Aim: The majority of the subcutaneously injected monoclonal antibodies already on the market achieve 50-65% bioavailability, yet the fate of the portion that is lost remains unknown. This consistently incomplete systemic absorption affects the efficacy, safety and overall cost of the drug product. There are many potential factors that might influence the absorption, such as charge, hydrophobicity, formulation variables and the depth and volume of the injection.
Materials & methods: To explore the possibility that the charge of the injected protein and/or formulation components is partially responsible for drug retention at the subcutaneous site, an ex vivo study, where the monoclonal antibodies were exposed to homogenized rat subcutaneous tissue, was performed.
Results & conclusion: It was found that positively charged monoclonal antibodies bind to subcutaneous tissue in a manner that is dependent on ionic strength and pH, suggesting the electrostatic nature of the interaction.
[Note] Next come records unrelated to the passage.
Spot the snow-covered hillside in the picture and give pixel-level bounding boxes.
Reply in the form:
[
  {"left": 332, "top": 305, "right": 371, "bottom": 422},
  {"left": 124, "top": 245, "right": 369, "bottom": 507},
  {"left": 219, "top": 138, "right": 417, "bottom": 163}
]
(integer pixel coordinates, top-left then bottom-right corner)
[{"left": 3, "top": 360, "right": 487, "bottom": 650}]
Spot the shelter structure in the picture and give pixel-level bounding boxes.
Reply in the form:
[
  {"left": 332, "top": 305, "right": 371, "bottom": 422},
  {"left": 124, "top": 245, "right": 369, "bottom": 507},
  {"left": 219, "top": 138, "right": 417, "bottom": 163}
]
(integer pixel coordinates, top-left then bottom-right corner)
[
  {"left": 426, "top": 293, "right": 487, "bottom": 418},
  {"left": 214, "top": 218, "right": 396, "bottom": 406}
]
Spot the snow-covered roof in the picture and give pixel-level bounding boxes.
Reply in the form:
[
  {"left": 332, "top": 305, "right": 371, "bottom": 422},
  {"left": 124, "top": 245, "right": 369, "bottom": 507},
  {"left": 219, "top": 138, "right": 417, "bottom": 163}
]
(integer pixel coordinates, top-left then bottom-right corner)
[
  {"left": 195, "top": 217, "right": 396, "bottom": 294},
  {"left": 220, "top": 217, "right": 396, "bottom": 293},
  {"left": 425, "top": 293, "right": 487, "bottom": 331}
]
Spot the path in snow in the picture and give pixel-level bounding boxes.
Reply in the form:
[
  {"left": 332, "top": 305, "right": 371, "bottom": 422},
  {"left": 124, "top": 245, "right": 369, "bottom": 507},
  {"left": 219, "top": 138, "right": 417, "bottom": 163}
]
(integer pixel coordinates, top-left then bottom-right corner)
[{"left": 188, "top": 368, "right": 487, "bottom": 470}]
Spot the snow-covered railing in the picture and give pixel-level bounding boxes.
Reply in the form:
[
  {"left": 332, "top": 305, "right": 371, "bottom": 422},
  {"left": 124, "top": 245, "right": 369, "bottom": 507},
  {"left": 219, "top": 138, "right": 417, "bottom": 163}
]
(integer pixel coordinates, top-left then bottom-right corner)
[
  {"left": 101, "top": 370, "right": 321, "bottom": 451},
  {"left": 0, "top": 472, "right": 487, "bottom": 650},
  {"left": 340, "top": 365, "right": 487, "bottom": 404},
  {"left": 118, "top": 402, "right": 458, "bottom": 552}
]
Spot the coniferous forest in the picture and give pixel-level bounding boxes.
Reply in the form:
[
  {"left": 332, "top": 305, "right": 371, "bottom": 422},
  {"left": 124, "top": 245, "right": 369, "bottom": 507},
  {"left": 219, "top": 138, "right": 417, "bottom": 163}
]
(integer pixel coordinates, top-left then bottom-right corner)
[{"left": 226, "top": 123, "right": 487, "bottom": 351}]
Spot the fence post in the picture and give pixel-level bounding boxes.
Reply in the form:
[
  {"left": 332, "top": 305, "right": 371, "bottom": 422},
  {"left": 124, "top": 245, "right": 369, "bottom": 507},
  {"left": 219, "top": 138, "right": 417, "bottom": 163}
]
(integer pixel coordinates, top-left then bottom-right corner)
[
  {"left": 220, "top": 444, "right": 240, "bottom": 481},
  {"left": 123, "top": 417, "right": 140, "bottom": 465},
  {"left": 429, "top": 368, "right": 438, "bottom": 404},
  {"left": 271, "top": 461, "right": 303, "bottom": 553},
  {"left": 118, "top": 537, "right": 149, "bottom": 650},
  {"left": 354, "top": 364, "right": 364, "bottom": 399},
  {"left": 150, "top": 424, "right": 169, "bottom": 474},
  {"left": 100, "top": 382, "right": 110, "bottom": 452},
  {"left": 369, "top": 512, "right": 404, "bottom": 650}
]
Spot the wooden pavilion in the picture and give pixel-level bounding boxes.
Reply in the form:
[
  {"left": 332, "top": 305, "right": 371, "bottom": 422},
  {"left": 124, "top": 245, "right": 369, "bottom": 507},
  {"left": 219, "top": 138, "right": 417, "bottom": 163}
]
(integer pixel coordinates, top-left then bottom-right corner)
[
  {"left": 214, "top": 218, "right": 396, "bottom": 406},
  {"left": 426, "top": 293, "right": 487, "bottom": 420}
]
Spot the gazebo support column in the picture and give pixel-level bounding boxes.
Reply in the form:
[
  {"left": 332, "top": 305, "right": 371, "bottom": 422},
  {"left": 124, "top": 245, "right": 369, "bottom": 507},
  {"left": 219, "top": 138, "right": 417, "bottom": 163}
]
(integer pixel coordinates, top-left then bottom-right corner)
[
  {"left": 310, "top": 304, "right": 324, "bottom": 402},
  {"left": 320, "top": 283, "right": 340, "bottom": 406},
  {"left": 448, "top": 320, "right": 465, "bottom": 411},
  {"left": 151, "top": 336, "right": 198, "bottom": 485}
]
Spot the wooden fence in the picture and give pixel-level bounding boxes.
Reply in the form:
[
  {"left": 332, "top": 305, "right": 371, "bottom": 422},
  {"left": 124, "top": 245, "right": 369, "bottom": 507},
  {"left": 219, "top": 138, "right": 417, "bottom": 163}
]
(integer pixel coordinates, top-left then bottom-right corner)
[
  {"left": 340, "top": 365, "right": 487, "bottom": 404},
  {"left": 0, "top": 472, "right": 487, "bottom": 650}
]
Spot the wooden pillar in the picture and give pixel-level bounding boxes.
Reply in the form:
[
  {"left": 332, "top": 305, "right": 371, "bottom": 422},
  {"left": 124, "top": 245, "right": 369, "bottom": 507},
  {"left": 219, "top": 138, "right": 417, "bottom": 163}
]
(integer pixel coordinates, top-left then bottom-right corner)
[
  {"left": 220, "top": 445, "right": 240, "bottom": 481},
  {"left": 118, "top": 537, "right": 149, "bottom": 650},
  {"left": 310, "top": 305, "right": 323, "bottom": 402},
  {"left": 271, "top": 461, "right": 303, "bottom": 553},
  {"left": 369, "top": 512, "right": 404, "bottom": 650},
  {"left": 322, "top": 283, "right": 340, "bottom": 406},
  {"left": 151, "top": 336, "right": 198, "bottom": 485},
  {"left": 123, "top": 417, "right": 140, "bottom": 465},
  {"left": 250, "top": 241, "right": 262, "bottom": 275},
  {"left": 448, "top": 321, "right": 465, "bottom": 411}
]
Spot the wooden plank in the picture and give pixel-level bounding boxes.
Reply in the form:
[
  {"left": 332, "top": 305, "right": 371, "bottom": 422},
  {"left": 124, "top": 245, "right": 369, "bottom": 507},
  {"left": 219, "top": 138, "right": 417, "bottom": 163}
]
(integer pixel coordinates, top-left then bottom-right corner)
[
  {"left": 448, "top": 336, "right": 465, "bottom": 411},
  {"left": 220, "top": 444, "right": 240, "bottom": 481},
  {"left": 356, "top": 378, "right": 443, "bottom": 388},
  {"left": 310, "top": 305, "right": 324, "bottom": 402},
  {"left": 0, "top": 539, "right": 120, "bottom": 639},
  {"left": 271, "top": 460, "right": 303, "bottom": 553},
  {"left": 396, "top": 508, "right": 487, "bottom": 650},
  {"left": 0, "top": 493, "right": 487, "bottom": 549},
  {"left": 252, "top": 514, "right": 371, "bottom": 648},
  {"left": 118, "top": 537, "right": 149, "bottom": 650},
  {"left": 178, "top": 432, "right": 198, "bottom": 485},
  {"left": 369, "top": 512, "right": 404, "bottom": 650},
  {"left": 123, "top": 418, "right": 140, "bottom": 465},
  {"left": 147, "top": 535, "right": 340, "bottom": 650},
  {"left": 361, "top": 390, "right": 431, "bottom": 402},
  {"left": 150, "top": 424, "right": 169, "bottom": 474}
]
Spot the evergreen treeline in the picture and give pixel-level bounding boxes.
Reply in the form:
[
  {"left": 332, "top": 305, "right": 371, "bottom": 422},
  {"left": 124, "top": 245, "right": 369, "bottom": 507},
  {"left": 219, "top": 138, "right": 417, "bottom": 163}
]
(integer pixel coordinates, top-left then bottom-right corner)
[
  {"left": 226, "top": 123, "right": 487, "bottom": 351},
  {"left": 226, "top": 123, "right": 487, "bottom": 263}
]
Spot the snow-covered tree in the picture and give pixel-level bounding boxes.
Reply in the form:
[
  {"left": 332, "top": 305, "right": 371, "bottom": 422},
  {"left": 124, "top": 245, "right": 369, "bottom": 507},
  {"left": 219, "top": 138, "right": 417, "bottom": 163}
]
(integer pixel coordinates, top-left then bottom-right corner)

As expected, saturation of both nonspecific and electrostatic subcutaneous binding sites was observed after incubation with highly concentrated monoclonal antibody solutions. Additionally, it was demonstrated using model proteins that electrostatic effects of buffer components depend on ionic strength of ions bearing opposite charge rather than total ionic strength of the solution. These results suggest that electrostatic interactions may play a role in absorption processes of positively charged therapeutic proteins after subcutaneous administration.